Claudia was born in Dublin and is a graduate of UCD, the College of Music and of the Gaiety School of Acting. Since then she has worked extensively as an actress on the Irish stage, but is probably best known for her role as TV’s Nicola Prendergast in the long running Dublin soap opera, ‘Fair City.’ Her first novel, ‘HE LOVES ME NOT, HE LOVES ME,’ was published last year, and has since been widely translated. Her second, ‘THE LAST OF THE GREAT ROMANTICS’ is due for publication this September.
Claudia, how long did it take you to write your first book and how did it come about?
It took me the guts of a year to write HE LOVES ME NOT, HE LOVES ME, although the idea had been germinating for about fifteen years!! When I was a young, struggling actor, I was lucky enough (or so I thought!) to be cast in a movie, to be shot in the director’s ancestral home, Castle Leslie in County Monaghan.
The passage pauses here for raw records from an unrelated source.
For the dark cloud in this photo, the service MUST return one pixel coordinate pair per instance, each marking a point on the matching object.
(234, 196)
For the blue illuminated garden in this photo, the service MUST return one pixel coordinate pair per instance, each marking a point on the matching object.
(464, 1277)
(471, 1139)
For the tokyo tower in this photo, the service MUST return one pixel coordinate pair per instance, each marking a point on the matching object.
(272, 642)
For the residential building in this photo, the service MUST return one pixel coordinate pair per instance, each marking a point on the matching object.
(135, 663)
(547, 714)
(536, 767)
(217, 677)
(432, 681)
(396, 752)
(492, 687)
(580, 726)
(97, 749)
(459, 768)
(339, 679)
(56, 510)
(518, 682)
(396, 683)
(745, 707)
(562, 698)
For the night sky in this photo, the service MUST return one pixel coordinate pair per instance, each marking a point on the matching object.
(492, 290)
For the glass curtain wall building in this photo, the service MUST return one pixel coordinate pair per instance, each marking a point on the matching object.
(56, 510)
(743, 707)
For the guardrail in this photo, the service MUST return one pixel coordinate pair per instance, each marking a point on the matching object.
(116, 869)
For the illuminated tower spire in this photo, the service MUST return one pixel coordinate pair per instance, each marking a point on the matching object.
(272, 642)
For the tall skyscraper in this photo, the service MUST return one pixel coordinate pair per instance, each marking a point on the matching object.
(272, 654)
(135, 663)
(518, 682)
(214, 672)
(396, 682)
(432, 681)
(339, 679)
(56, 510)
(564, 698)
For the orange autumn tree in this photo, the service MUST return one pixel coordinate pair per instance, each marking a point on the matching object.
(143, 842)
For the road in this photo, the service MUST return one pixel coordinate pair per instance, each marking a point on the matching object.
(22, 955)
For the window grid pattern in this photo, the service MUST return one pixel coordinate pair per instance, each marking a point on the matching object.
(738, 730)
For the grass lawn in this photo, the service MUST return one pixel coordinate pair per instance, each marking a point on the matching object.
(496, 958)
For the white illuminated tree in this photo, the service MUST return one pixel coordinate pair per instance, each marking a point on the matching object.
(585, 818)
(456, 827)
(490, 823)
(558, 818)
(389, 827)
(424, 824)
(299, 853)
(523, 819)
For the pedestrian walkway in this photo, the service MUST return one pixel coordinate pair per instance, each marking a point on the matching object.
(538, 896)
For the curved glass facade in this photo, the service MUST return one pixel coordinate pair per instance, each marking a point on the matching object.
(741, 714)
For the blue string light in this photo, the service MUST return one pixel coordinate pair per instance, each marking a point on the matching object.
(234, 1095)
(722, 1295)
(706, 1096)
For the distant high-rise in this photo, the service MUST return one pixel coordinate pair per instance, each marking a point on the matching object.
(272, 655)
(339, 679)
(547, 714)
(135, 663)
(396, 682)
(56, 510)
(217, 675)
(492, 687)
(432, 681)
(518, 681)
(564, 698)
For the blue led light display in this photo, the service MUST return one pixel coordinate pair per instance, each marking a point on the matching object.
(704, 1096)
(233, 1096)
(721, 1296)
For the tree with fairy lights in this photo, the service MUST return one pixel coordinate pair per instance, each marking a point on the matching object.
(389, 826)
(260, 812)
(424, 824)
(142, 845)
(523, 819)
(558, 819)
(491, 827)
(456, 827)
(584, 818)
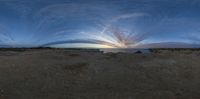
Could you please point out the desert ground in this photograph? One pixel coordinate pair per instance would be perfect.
(82, 74)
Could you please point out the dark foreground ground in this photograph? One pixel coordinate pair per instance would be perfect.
(65, 74)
Well, the Leslie family were just so brilliantly eccentric (including their ninety year old uncle Jack, a World War One veteran who now goes to raves in the local nightclub) that I thought, the cameras should be pointing at what’s going on behind them, not on the film we were trying to make. You couldn’t have made some of the characters up, and I suppose that’s where the original idea, of a film crew descending on a stately pile, came from!
Do you have a typical writing day?
I really don’t have a typical writing day. Because I’m still in ‘Fair City’ I tend to do a lot of scribbling in dressing rooms, in time snatched between scenes. If I’m left to my own devices though, I find my best time to write is early morning, then I’d take a break, then spend the afternoon recapping over the morning’s work. I remember Marion Keyes saying she treats writing as much like a nine to five job as possible, and I guess that would be my dream…to write full time, then have the weekends to go mad!!
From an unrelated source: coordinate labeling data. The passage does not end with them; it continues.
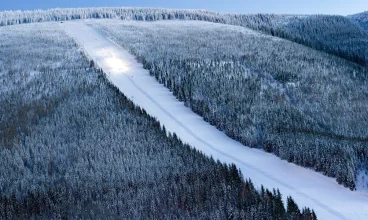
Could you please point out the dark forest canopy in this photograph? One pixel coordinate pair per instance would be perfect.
(337, 35)
(72, 146)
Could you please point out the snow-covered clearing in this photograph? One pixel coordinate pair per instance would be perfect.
(308, 188)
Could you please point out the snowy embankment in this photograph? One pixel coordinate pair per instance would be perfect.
(308, 188)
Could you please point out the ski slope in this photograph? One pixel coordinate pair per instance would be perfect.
(308, 188)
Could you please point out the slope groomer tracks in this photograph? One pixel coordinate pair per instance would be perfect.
(308, 188)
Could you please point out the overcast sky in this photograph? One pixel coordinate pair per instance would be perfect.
(341, 7)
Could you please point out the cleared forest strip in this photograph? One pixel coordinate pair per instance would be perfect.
(324, 195)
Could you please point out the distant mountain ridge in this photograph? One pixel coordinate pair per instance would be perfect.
(346, 37)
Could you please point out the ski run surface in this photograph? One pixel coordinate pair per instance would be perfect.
(308, 188)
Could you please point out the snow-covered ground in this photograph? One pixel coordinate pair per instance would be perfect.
(308, 188)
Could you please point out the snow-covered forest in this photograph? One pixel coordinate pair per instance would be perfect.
(73, 146)
(307, 107)
(361, 19)
(337, 35)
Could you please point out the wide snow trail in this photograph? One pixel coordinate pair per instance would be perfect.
(308, 188)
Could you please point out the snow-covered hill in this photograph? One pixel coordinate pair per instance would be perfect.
(324, 195)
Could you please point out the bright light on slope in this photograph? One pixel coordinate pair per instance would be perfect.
(110, 61)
How do you feel about the editing process?
I have to say, I actually enjoy the editing process. I think it’s because you come to a point where you’re so close to the book that you can’t really see the wood for the trees. So I find myself going, ‘oh yeah, how did I miss that?’ an awful lot! A friend of mine said to me, all writing is really re-writing, and I know what she means. The discipline/motivation aspect of the job can be a lot tougher…as I’m inherently such a lazy cow. However, there’s nothing like a tight deadline to get the skids under you!!
How did you get published?
It is hard to get published, there’s no question about that. The book business works the opposite to the acting business, in that you get an agent first, and they hopefully sell the book for you. The theatre world is the exact opposite, in that an agent won’t touch you unless they’ve seen your work first. I was just very, very lucky in that I got a wonderful agent and it all went from there, really. In fact I did more celebrating when my agent said she’d take me on then I’d done in years!!! She got me a great publisher, Transworld and a fantastic editor, so I really feel blessed.
What are you working on at the moment?
At the moment, I’m roughly half way through my third book, which is called REMIND ME AGAIN WHY I NEED A MAN? due for publication in 2006. The next book I have out is called THE LAST OF THE GREAT ROMANTICS and it’s due out this September 05, so fingers crossed! I’m constantly amazed at how the book world is like the film world … they’re a full year ahead all the time.
What books are on your bedtime table?
My desert-island, all time favourite writer is Jane Austen, and about once a year, I’ll re- read all of my favourites, at the moment its ‘Sense and Sensibility.’ I just love her wry, gentle sense of humour and no one traces characters quite like Jane!!
I’m also dug into your (Sarah Webb’s) wonderful new novel, TAKE A CHANCE, which I love so much, I haven’t done a screed since I started it!! Definitely a stay-up-all-night-to-finish-it book!!! Not to mention that it’s full of Abba songs … essential reading for any diehard Abba fan like me!!
(Ah, thanks, Claudia!)
And any tips for other writers out there?
The only tip that I would venture to give any other writer is … as the lovely Anita Notaro always says, there is no novelistic equivalent to going to the gym … you just have to knuckle down and do your 1,000 words every day. The worst thing you can do is put your work aside and say ‘ah sure I’ll come back to that when I have more time.’ You’ll never have more time. No time like the present. If I can do this, anyone can!